I was in Boston last week attending the ASME International Mechanical Engineering conference demonstrating MapleSim, our new tool for physical modeling.  I had the opportunity to speak to a large number of delegates, but I remember one conversation in particular; a professor who taught freshman students was bemoaning the fact that he found it harder and harder to impress students with his relatively simple animations of physics phenomena.  A simple animated pendulum no longer captivated students who were already immersed in the interactive physics-enabled environments of video games.  He had to escalate the intricacy of his demonstrations, but generating them was starting to consume too much of his time.

So, faced with a four hour wait at Boston Logan airport on the return leg of my journey, I decided to see how far I could push the concept of an animated pendulum.  It was clear that two and three link pendulums were as boring as single pendulums, so upped the ante to a nine-link pendulum (I simply plucked that number out of the ether). 

Deriving the equations by hand for a two-link pendulum is hard enough for someone of my meagre abilities, so I decided to see if I could put MapleSim to use.   (After all, one of its major benefits is that it automatically generates the system equations for multibody systems.)

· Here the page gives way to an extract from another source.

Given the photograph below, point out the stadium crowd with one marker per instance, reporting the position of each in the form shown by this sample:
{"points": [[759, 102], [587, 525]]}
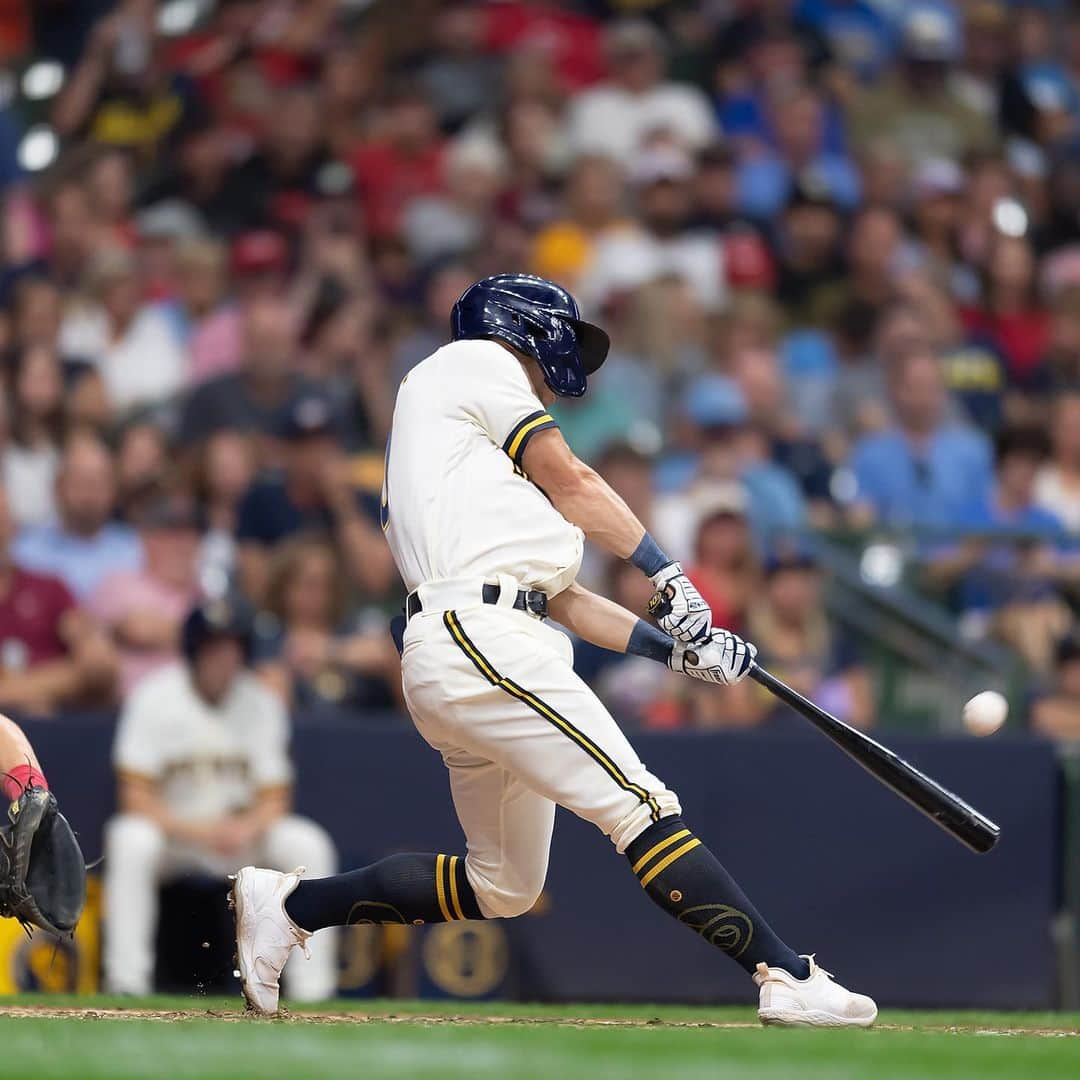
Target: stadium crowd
{"points": [[836, 243]]}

So with MapleSim I created a model of a nine-link pendulum (adding damping at each of the joints for no other reason than I could).  Here’s a screengrab of the MapleSim model. 

Switching to Maple (via a menu option in MapleSim), and issuing a few commands gave me the optimized symbolic representation of the dynamic equations.  A call to dsolve and a few plot commands later resulted in this animation.

I was pleasantly surprised to discover that the tumbling of its body and the small flicks of the tail resembles a tethered rope.  It’s not quite the interactive object that students commonly see in video games, but hey, it certainly beats a bob on a line swinging back and forth!